Cecile, I have become reckless,
buying wine, sandwiches, clothes,
I am reckless at pedestrian crossings,
narrowly missing a car. I’m oblivious,
as if I were engrossed in a good book,
a book called Cecile.

Swagger: A Portrait of a Cavalier

Leather. Sexy. Chiffon.
Some serious Carolinian bling.

First the doublet, a justacorp, silk sashes, pink on white,
a lesson in studied negligence, it fits so clumsily
it looks as if it could collapse at any moment
like a poorly pitched tent. The ruff, declining over
the neck and shoulder is made of lace so fine
it would fall through your fingers like water.

Silk. Pearl . Crepe-de-chine.

His beard is as trim as a magician’s trick,
the hair tousled, neck length. The lovelock, a single strand
left to grow down the back, is Rapunzel's wet dream.
Now the hat, a cocked capotain, is as wide as a shield,
topped with some ostrich pluck,
the sort of hat you could bury your head in.

Cambric. Fuck me.

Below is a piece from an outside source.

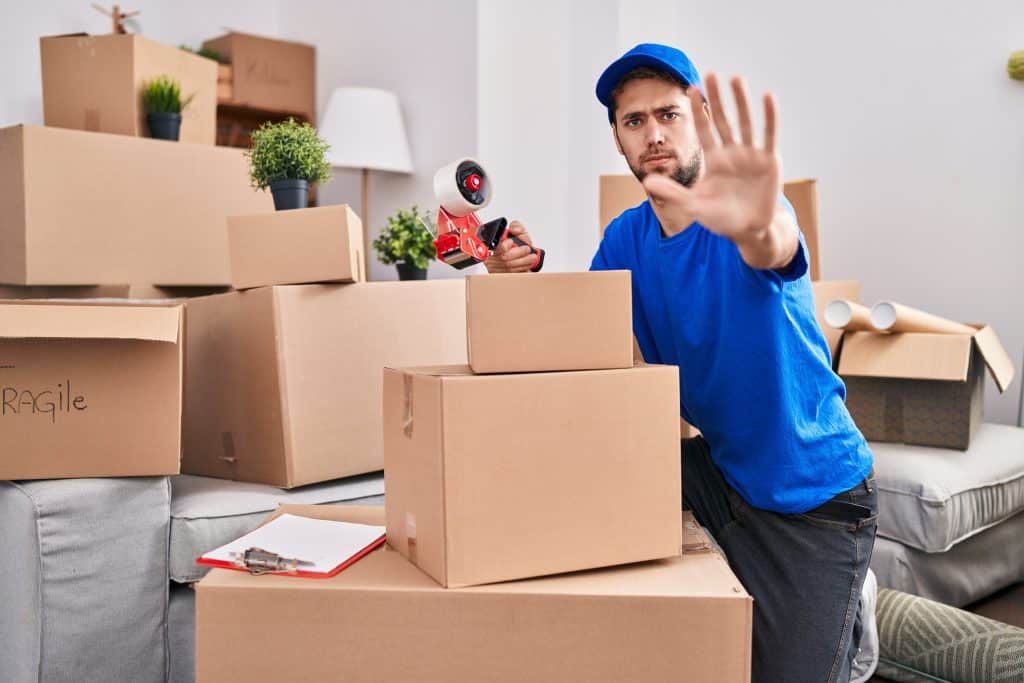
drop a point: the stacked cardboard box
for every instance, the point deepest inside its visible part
(284, 380)
(546, 465)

Taffeta.

Satin black breeches, skin-tight, set off his thighs.
Then a pair of bright hosed boots, gay and expendable as soldiers.
Each boot has a buckle fit to bind a giant’s belt.
Each boot has a ribbon rosette like an exotic sponge.
The spurs look as soft as gold.

Charmeuse. Camblet. Kiss-me-quick.

But he is eighteen, perhaps twenty, and his pale blue eyes
leave it open as to whether such a discernable swagger
was on account of a conviction or a doubt.

The End of the Affair

I remember that in the Capital
            they have trees along the side of the road
with perfect right-angle corners cut
            in to the leafy dome their branches form
so that when double deckers go by
            the tips of the trees’ outmost twigs avoid
the sides of the buses so neatly
            it is as if they were breathing in to let them past.

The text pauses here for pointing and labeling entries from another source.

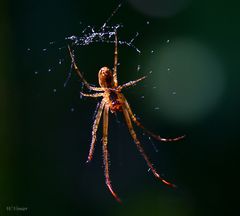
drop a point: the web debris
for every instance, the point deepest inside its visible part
(105, 34)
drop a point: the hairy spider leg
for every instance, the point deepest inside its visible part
(115, 81)
(105, 153)
(92, 95)
(130, 83)
(140, 148)
(157, 137)
(94, 130)
(80, 74)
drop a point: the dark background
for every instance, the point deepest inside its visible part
(45, 129)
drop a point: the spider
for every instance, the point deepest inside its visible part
(114, 100)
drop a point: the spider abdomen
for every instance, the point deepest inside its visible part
(115, 101)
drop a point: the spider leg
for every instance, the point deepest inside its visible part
(132, 83)
(94, 130)
(92, 95)
(157, 137)
(115, 61)
(105, 153)
(80, 74)
(140, 148)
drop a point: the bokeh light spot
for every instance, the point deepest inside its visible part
(194, 84)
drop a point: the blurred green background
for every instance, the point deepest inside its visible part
(190, 51)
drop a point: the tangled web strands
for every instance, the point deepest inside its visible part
(105, 34)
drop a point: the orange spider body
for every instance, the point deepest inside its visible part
(114, 101)
(112, 95)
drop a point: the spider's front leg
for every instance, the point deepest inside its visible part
(80, 74)
(105, 153)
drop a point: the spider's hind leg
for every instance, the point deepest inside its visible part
(94, 130)
(140, 148)
(105, 153)
(155, 136)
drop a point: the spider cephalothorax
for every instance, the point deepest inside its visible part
(114, 100)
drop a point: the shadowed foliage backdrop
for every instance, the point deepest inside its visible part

Being both vain and deeply insecure she would hijack every Christmas by hiding in bed all day strapped into her defibrillator, conspicuous in her absence. I remember a silver platter at the centre of the dining room table holding the remains of a denuded turkey. Bits of glistening skin like pads of makeup, the rich bones like knuckles of lipstick, cartilage thin and feathery as mascara sticks. “Kiss your sister goodbye”, she reminded me once, “you were close when you were little, you shared the toilet together, both sitting on one half of the bowl.” Even now the smell of filter coffee and perfume stalls in department stores will remind me of her cheap glamour, the aroma overcoming me as tears will overcome mascara and compose the powder into ink. Regrets become apparent. Debts make themselves known. “You will need your family one day” she warned me, before offering me a pan as I left for University. As if I might use it to sift for something in my father’s final words on the matter: as she was carried out in her coffin, her lungs finally done in, he whispered “she’s not in there”, which I have taken as figurative rather than merely literal.

Joe Dresner is a 23 year old poet from Sunderland. He works at the Royal Academy of Arts as an administrator in their retail department. His work has been published in magazines like South and Fuselit and online at Cadaverine and Pomegranate.